My initial off-loading into my journal helped me release some of the tension onto paper. I questioned my own handling of the situation, and asked myself why I struggle with confronting staff with disciplinary procedures. I decided to re-write the series of events using the terms ‘teacher’ and ‘pupil’, rather than names. This was immensely helpful, as the issue became objective.
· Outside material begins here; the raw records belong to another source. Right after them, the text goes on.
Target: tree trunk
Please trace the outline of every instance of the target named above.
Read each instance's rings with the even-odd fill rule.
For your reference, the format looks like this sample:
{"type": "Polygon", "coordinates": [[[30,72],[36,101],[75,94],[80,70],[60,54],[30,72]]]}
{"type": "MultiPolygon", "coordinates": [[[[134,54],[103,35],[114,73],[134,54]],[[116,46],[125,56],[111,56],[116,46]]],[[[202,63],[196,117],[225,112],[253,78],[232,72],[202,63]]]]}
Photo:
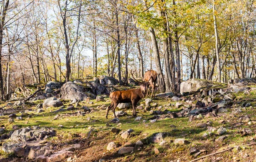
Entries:
{"type": "Polygon", "coordinates": [[[153,46],[153,51],[154,55],[154,59],[156,62],[156,68],[157,68],[157,72],[158,73],[157,75],[157,82],[159,89],[161,92],[165,92],[165,84],[161,68],[161,63],[160,62],[160,56],[159,55],[159,50],[158,49],[158,45],[156,37],[156,35],[152,27],[149,27],[149,32],[150,33],[150,37],[151,38],[151,41],[153,46]]]}
{"type": "Polygon", "coordinates": [[[143,56],[142,55],[142,53],[140,49],[140,40],[139,39],[139,34],[138,32],[138,28],[136,27],[136,25],[134,24],[134,28],[135,31],[135,36],[136,36],[136,45],[137,45],[137,48],[138,48],[138,51],[139,51],[138,57],[139,57],[139,61],[140,61],[140,76],[142,78],[144,78],[144,67],[143,64],[143,56]]]}
{"type": "Polygon", "coordinates": [[[215,50],[217,59],[217,64],[218,65],[218,81],[221,82],[221,62],[220,61],[220,56],[219,55],[218,42],[218,32],[217,30],[217,23],[216,22],[216,17],[215,16],[215,0],[212,0],[212,6],[213,11],[213,22],[214,24],[214,33],[215,34],[215,50]]]}
{"type": "Polygon", "coordinates": [[[177,68],[177,77],[176,78],[177,89],[176,93],[180,93],[180,49],[179,48],[179,39],[178,32],[175,32],[175,47],[176,55],[176,66],[177,68]]]}
{"type": "Polygon", "coordinates": [[[121,45],[120,43],[120,33],[119,32],[119,23],[118,23],[118,11],[116,10],[116,35],[117,35],[117,58],[118,62],[118,79],[119,80],[119,84],[122,85],[123,83],[122,80],[122,75],[121,71],[121,54],[120,52],[120,48],[121,45]]]}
I then wanted to turn it into a learning experience and so trawled through my books looking for supportive literature – hence the strategies and levels mentioned above! I now feel that a) by objectifying the teacher and pupil, I can see the situation much clearer and b) by reading, and applying these strategies, I have been able to create a plan of action.
I have learned that I can get stressed, and magnificate, difficult staff situations I have to deal with at work, and allow them to consume me. An emotionally exhausting occurence. Although I still have feelings of anxiety, I will carry out my plan of action, and then review and reflect on it.
I also realise I need a far more detailed set of rules/directives to fall back on when confronted with staff issues, on behaviour that is acceptable and not acceptable in the workplace. I shall find a time to make all staff aware of these, and make every effort to implement them when required, and utilise the Four Levels of Action and Reflection (Boud, Cressey, Doherty). I will also look at Schon’s ‘reflection-in-action’, to revise any procedures that ‘surprises’ might warrant. I will also look at ‘analytical diagnosis’ (Olsen and Rasmussen) of the situation.